Few receive specialist help they need, report finds, while aim of resettling 20,000 vulnerable refugees by 2020 remains a challenge
Only a handful of the 1,000 survivors of torture or violence who have arrived in Britain under the government’s Syrian vulnerable refugee resettlement programme have received specialist help, charities have told MPs.
MPs on the Commons public accounts committee said it was “a stark fact” that more than half of the refugees resettled in Britain by the end of June last year had suffered torture or violence and it was critical that such people received specialist support.
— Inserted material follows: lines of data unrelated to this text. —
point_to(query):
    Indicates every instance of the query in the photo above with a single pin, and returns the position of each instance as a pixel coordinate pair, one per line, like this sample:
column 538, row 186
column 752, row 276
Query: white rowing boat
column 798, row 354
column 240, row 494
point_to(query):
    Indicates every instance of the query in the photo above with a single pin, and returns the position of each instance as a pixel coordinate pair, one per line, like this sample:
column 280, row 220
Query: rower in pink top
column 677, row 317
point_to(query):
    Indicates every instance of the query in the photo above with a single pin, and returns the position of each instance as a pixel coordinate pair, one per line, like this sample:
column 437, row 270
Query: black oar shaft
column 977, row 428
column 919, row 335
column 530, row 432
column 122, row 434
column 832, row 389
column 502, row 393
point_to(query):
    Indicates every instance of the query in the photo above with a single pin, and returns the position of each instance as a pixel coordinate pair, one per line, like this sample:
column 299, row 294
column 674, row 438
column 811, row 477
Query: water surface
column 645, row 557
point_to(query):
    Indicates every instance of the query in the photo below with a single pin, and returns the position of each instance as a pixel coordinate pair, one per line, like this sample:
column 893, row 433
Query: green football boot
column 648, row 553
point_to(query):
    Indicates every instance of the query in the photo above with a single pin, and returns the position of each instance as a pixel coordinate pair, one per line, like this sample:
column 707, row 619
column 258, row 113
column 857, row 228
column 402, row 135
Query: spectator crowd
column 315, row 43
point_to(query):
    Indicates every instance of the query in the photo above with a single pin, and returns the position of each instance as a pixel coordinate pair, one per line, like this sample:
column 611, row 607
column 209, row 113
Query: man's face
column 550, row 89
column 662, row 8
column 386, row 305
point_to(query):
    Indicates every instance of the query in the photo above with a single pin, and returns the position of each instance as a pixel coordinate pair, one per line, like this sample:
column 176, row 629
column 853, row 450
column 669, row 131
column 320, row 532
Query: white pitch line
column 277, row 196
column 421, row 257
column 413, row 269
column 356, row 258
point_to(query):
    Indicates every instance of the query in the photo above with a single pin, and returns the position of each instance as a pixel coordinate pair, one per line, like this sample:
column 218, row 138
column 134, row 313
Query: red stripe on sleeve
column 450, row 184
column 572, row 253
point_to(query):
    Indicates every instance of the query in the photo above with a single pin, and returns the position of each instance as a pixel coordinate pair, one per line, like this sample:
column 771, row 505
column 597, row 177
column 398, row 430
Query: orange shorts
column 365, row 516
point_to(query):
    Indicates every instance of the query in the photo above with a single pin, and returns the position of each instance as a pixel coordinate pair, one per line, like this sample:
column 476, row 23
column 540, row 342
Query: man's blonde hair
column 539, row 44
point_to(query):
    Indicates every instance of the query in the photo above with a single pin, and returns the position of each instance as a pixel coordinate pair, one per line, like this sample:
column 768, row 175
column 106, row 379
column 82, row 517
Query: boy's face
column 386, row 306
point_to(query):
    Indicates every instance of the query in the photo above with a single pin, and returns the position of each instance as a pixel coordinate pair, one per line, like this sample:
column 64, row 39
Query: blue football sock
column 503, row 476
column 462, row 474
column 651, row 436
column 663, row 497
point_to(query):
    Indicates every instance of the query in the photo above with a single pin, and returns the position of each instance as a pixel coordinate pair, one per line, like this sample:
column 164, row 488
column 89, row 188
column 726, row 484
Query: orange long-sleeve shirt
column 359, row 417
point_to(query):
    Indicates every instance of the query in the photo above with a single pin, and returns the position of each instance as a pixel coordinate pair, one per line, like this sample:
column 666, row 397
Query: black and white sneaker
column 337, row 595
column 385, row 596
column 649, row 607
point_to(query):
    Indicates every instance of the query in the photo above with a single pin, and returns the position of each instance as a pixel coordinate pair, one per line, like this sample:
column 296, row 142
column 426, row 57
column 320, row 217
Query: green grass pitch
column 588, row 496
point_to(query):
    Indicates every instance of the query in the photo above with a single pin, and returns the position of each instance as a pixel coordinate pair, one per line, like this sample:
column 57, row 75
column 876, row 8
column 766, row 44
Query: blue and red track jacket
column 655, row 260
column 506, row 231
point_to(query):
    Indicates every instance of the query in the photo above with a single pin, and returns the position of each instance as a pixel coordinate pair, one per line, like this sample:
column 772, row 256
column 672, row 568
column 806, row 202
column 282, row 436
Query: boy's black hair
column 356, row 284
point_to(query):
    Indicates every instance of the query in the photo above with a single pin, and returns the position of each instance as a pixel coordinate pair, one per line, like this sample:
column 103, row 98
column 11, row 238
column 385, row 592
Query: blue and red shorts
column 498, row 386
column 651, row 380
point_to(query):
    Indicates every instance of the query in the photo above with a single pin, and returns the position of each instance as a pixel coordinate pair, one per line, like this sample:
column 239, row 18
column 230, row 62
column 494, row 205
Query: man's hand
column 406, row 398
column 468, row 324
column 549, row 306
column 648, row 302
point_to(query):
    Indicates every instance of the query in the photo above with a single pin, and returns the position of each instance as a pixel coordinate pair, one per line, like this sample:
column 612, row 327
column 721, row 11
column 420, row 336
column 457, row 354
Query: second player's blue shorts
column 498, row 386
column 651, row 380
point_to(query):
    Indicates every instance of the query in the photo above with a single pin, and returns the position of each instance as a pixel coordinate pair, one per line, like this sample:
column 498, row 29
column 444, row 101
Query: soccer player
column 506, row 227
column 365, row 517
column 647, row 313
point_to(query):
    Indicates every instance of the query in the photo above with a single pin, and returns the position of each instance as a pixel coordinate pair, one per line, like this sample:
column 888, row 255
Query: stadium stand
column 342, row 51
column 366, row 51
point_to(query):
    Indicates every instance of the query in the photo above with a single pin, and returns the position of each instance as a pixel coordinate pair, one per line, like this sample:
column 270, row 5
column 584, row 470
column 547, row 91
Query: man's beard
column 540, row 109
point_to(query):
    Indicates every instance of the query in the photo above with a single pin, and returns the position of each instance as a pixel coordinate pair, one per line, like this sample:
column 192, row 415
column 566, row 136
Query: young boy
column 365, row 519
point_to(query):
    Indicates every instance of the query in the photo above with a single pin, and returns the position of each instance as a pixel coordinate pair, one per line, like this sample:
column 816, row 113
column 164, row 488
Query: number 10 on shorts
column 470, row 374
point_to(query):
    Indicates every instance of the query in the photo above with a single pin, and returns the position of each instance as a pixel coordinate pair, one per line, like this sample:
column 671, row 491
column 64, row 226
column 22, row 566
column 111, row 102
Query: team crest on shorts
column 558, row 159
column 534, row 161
Britain pledged to take 20,000 of the most vulnerable Syrian refugees from camps in the Middle East by 2020 after David Cameron and Theresa May refused to take part in the European Union’s plans to relocate thousands of Syrian refugees who had crossed the Mediterranean and reached Europe.
The MPs say in their report, published on Friday, that there are enough indicative pledges of support from local authorities around Britain to meet the 20,000 target but say it is essential these are turned into firm offers of resettlement places for the scheme to succeed.
The committee commended the Home Office, local authorities and others for their efforts on delivering the scheme: “After a concerted effort to resettle 1,000 before Christmas 2015, the programme sensibly took a step back in early 2016 to redesign a more sustainable programme. However, meeting the overall target to resettle 20,000 of the most vulnerable Syrian refugees in the UK by May 2020 remains a significant challenge.”
The MPs have called on the Home Office and the local authorities involved to undertake a full review of how torture victims on the scheme are being identified and supported.